Il y a quelques jours, Arnaud Montebourg publiait dans le Monde une tribune livrant sa vision du paysage politique français. Dix ans après la fameuse note du think tank Terra Nova qui entérinait l’abandon par la gauche de la classe ouvrière, l’ancien ministre du Redressement productif dresse le bilan de ce ralliement de la gauche au dogme de la mondialisation heureuse, l’abandon d’une réflexion économique sur les salaires, la production et le nécessaire protectionnisme social et environnemental, l’abandon, également, d’une réflexion culturelle sur l’amour du travail, l’émancipation individuelle et la maîtrise par chacun de son destin.
L’ANALYSE MONTEBOURG
Alors même que Terra Nova récidive en publiant cette fois une note signée Pascal Canfin, député macroniste ancien écologiste, et saluée par l’éditorialiste politique de France Inter, Thomas Legrand, pour démontrer que, face aux « souverainistes » forcément adeptes du « repli »une « mondialisation progressiste » se met en œuvre, qui permettra la régulation, sous l’impulsion d’un Joe Biden généreusement « multilatéraliste » (et pas du tout occupé à asseoir l’impérialisme américain sous des dehors sympathiques et ouverts), Arnaud Montebourg tente de dessiner ce qui pourrait être une offre politique capable de s’adresser à tous ceux que le système actuel broie ou pressure, ceux qui respectent les règles et se font avoir. « Petits commerçants, artisans, travailleurs indépendants, agriculteurs, ouvriers, employés, fonctionnaires de première ligne », écrit-il, associés à une « bourgeoisie d’intérêt général, chefs d’entreprise, hauts fonctionnaires, intellectuels, créateurs » ceux, donc, qui font partie des gagnants du système mais qui considèrent malgré tout qu’il nous amène au chaos.

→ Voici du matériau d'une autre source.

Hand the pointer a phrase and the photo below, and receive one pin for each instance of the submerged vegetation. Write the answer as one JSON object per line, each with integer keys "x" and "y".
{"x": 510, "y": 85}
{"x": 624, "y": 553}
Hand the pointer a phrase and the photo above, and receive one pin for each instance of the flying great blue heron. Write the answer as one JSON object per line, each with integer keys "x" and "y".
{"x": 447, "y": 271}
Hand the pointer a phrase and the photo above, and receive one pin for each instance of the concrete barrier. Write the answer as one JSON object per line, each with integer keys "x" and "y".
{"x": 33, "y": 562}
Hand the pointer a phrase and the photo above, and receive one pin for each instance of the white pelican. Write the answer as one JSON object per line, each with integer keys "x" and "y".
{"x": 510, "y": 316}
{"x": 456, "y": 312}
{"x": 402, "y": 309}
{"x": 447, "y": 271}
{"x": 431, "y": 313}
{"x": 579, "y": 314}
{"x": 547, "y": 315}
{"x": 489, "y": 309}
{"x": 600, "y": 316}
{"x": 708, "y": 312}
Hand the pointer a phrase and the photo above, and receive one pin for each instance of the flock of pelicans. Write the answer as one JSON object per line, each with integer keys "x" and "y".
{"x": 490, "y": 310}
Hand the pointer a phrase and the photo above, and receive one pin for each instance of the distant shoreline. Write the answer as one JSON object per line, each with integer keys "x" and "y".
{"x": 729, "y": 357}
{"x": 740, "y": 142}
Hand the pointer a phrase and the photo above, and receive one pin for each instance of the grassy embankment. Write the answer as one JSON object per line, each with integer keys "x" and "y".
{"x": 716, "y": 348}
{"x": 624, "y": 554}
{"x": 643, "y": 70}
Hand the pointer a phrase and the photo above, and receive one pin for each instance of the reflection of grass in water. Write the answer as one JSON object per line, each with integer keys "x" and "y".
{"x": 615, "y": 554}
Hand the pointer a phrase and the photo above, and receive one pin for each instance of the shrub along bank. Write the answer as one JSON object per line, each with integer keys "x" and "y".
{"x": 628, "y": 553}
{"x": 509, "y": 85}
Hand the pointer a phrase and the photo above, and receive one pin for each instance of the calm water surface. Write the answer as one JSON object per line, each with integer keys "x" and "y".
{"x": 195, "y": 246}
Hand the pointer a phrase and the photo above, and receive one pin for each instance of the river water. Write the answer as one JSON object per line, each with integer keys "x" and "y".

On peut ergoter sur le découpage qu’opère Arnaud Montebourg entre un « bloc bourgeois macroniste » et un « bloc réactionnaire » lepéniste, mêlant sociologie et idéologie. Peu importe. Le fait politique majeur est celui-ci : Arnaud Montebourg n’est, dans l’état actuel des choses, pas candidat à l’élection présidentielle. Son analyse, pourtant, offrirait un débouché à tous ceux qui ne veulent ni de la nouvelle ligne identitaire d’un Mélenchon qui tourne le dos à son populisme de gauche de 2017, ni des vacuités sociétales d’une gauche dominée par des écologistes incapables de se positionner contre une mondialisation destructrice de l’environnement et des protections sociales, ni d’une droite macronienne ou LR pour qui l’urgence est encore et toujours de répondre aux injonctions des grandes orientations des politiques économiques européennes en détricotant le système des retraites et le marché du travail, ni enfin des caricatures d’un RN occupé à radicaliser ses positions sur l’immigration et la sécurité pour masquer son absence totale de réflexion économique.
PAS D’ALTERNATIVE ?
Mais une option fondée sur l’indépendance nationale par les capacités de production, sur un renouveau démocratique par la reprise de contrôle des outils de la souveraineté autant que par l’affirmation de la primauté de la volonté populaire, sur la cohésion des citoyens autour d’une vision partagée de la France et de la République, n’existera pas.
« On peut aussi choisir de débattre du fond, de la taxation des multinationales, de la place de la France dans le monde, de son identité, des mécanismes de régulation (…) Faire vivre la démocratie plutôt que déplorer sa mort. »
On aurait tort de réduire cela à des questions de personne. L’ensemble du système politico-médiatique concourt depuis plus de vingt ans à empêcher qu’une telle offre émerge. Car elle signe avant tout le naufrage de tous ceux qui, depuis tout ce temps, s’ingénient à nier les fractures qui déchirent la société française, à repousser toute offre alternative dans les franges de l’extrême droite, bref, à maintenir à toute force un système dont ils sont les gagnants et les gardiens.
Nul ne peut présumer ce que sera cette année électorale. Le moins que l’on puisse dire est qu’elle commence dans la bouffonnerie, la cacophonie et, parfois, l’abjection. Cependant, on peut aussi choisir de débattre du fond, de la taxation des multinationales, de la place de la France dans le monde, de son identité, des mécanismes de régulation, du rôle de l’État comme garant des libertés et des moyens de l’égalité, services publics et infrastructures, plutôt que comme machine à produire de la norme… Faire vivre la démocratie plutôt que déplorer sa mort.